Bruce Anderson is also particularly upset about the general gentrification of the Booneville area, which is filling up with wineries, microbreweries, bed & breakfasts, etc. As in Berkeley, where I live, many of these folks spout a psuedo-left line which is very good around any question that doesn't affect their own pocketbook, preferably ones a long way away. As Bruce succinctly put it once, "think globally, sell out locally."
Gary Ramos is part of a rather odd clique in the Peace & Freedom Party, but it's not a foreign invasion -- purely homegrown. I expect he'll do pretty well as our candidate in November if he doens't take to much advice from some of his friends.
There are two things about the PFP primary which might be interesting to other people on the list as well.
First, in every contested race where there was a candidate with a Hispanic surname (La Riva, Gomez, Ramos), that candidate won.

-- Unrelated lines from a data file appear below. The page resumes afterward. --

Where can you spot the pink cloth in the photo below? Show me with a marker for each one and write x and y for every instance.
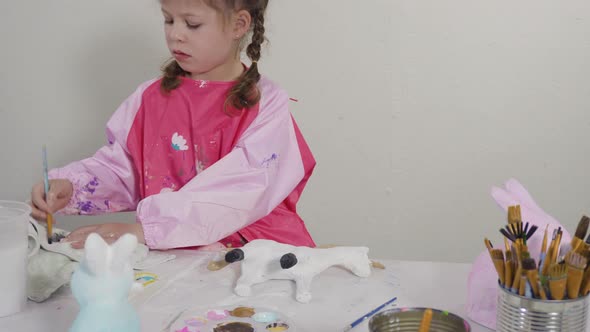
(194, 174)
(482, 284)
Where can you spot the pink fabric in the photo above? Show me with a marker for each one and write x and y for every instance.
(482, 283)
(106, 182)
(196, 175)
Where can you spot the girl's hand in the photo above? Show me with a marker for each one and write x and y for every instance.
(110, 232)
(59, 195)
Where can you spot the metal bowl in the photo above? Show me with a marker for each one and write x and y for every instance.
(409, 319)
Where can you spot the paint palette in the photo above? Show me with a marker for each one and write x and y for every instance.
(232, 319)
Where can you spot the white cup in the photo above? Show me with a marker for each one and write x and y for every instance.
(14, 251)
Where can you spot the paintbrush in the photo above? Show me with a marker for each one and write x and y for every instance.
(506, 244)
(368, 315)
(522, 286)
(498, 259)
(581, 231)
(426, 320)
(558, 281)
(576, 265)
(586, 282)
(46, 189)
(488, 244)
(547, 260)
(530, 269)
(541, 290)
(508, 270)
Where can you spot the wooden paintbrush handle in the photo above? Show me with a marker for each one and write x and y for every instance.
(557, 288)
(574, 281)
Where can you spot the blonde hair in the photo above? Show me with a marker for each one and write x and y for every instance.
(244, 93)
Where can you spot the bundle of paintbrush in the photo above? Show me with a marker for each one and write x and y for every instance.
(562, 271)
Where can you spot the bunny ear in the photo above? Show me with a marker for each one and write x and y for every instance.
(521, 193)
(95, 254)
(121, 252)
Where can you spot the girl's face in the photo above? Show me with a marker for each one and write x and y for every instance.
(203, 41)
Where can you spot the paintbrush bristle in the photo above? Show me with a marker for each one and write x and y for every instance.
(529, 264)
(509, 255)
(497, 254)
(558, 271)
(582, 228)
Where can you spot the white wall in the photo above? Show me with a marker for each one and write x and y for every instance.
(414, 109)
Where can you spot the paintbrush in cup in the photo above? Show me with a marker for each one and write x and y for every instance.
(549, 260)
(488, 244)
(508, 264)
(543, 253)
(542, 292)
(581, 231)
(530, 269)
(498, 259)
(557, 281)
(575, 271)
(522, 286)
(426, 321)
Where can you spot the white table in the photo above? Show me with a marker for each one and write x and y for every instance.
(339, 297)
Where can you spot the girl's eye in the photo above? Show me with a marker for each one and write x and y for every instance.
(192, 26)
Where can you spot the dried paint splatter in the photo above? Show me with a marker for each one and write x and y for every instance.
(234, 327)
(242, 312)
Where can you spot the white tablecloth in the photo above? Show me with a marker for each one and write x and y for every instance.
(339, 297)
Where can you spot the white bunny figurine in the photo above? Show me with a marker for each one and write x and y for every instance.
(266, 259)
(101, 285)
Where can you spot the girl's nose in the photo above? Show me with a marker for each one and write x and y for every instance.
(176, 34)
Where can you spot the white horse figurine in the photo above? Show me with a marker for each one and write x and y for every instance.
(266, 259)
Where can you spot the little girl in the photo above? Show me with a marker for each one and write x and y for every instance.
(208, 152)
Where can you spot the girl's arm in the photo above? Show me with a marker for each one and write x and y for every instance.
(242, 187)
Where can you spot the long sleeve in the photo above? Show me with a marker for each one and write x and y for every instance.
(245, 185)
(106, 182)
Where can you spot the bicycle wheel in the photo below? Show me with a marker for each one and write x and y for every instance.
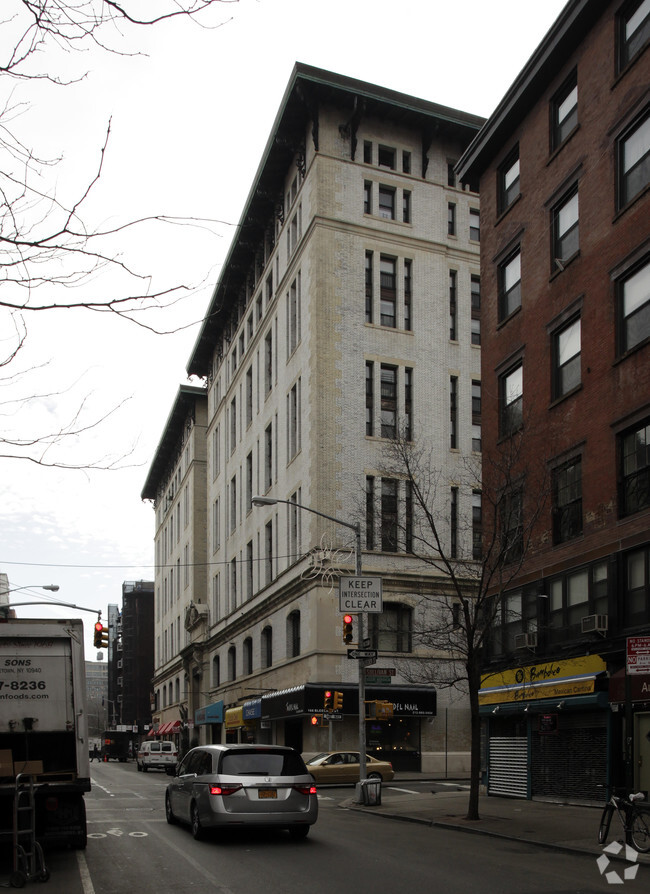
(640, 831)
(605, 820)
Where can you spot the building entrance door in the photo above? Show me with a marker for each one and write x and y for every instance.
(642, 751)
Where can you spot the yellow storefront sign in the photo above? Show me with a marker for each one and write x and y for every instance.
(547, 679)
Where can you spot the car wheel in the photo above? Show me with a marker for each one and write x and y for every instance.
(197, 828)
(299, 832)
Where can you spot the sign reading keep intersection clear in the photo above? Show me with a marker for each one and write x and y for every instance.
(360, 594)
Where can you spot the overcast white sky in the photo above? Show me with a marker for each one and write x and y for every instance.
(189, 121)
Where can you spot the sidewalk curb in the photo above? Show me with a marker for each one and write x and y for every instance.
(351, 804)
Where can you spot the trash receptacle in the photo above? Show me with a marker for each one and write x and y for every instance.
(369, 792)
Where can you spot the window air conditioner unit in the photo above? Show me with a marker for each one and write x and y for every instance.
(526, 641)
(594, 624)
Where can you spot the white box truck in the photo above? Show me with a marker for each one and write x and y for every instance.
(43, 725)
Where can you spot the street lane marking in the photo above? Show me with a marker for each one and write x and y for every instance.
(84, 874)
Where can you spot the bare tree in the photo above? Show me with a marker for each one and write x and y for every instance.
(53, 257)
(474, 564)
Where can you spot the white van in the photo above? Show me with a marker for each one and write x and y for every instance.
(159, 755)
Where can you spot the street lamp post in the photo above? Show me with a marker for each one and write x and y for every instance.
(356, 527)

This is a continuation of a long-time pattern.
Second, in several races there were not only more votes cast than the number of P&F registrants who went to the polls, there were more votes than the total number of party registrants. This means that the goal of the blanket primary proponents -- destroying party cohesiveness and identity -- has been successful at least in the case of the smaller parties. In this particular election, I don't think results would have been enormously different than in a normal primary, but it shows what someone with a little money and organization could do to a small party under the new system. (Since the proponents of the blanket primary are generally hostile to the existence of any politics other than what they consider "normal" -- to use Steve Peace's term --, this of course doesn't matter to them.)